From materials to dyes, bacteria could be a new natural resource for the apparel industry. Though many of the projects under way have yet to scale up, their goal is to become as ubiquitous as enzyme finishing is today

In the beginning, indigo was derived from nature. Then came petroleum, which made it possible to obtain dyes via chemical synthesis. In the future, a number of companies, among them Pili in France, Tinctorium in the US and Colorifix in the UK, intend to produce the coveted colour by engineering nature. In this new field of research known as synthetic biology, microorganisms are being tasked with making dyes and some are even being asked to apply them directly to a fabric.

The methods used are far from new, as Marie-Sarah Adenis, Pili creative director, is quick to point out: “It is a fermentation process similar to that used to obtain fermented food and is therefore based on age-old practices that have been industrialised and thoroughly mastered.” Though simple enough on paper, the start-ups working in this field have yet to scale up the processes to meet the needs of industrial production. 

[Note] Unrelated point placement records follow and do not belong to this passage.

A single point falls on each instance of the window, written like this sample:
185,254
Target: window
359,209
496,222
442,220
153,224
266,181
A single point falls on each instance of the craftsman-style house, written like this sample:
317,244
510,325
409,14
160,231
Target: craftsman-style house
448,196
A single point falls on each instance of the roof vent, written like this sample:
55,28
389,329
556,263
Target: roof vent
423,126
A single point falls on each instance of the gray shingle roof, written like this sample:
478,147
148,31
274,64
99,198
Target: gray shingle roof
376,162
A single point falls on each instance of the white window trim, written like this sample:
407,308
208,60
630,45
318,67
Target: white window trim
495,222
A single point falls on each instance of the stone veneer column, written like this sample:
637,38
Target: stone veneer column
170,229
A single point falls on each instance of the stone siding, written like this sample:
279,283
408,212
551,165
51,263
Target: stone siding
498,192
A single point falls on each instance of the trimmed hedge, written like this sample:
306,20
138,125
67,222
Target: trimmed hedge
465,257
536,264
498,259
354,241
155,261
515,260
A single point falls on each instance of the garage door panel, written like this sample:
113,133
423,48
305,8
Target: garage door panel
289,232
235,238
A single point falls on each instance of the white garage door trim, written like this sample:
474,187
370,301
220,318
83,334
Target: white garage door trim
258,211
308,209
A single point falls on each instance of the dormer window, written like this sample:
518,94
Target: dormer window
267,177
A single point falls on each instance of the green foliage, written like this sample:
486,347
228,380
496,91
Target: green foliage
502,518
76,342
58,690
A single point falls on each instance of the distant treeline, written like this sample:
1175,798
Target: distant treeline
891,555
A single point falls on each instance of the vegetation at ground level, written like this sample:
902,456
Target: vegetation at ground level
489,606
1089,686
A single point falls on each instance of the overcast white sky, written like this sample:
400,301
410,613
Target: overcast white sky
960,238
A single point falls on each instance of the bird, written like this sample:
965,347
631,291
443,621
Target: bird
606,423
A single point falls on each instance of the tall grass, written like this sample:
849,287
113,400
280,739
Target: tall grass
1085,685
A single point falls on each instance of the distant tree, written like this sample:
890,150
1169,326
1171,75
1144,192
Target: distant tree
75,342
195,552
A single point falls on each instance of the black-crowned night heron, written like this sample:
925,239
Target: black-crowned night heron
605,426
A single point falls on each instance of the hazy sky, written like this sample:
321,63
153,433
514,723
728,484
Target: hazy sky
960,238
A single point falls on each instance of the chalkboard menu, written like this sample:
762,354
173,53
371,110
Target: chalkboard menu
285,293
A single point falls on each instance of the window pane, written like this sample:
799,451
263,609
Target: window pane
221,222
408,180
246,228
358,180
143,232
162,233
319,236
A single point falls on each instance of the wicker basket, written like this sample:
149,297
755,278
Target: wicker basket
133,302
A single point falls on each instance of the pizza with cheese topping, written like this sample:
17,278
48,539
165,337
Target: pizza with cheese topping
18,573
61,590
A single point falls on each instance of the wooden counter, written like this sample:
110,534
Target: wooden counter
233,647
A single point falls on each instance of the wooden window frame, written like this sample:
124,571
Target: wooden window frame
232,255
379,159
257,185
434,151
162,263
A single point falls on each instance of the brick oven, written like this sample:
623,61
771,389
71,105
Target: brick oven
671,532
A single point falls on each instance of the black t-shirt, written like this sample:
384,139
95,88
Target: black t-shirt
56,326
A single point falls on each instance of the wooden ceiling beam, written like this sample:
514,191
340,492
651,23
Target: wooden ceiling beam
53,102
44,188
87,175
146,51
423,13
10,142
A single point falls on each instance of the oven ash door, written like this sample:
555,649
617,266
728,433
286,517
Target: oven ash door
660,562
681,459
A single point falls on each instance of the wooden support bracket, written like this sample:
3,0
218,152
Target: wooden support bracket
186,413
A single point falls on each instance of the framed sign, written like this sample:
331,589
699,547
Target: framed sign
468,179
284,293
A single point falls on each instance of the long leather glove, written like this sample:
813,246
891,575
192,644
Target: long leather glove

In the 1990s, Palo Alto-based Genencor had investigated the possibility of making biotech dyes. It is considered a pioneer in the field of synthetic biology for industrial applications, but has since switched its focus to biofuels, and was absorbed by DuPont and may even be a part of the possible new biosciences joint venture with International Flavors &?Fragrances (IFF). It may also have been ahead of its time. 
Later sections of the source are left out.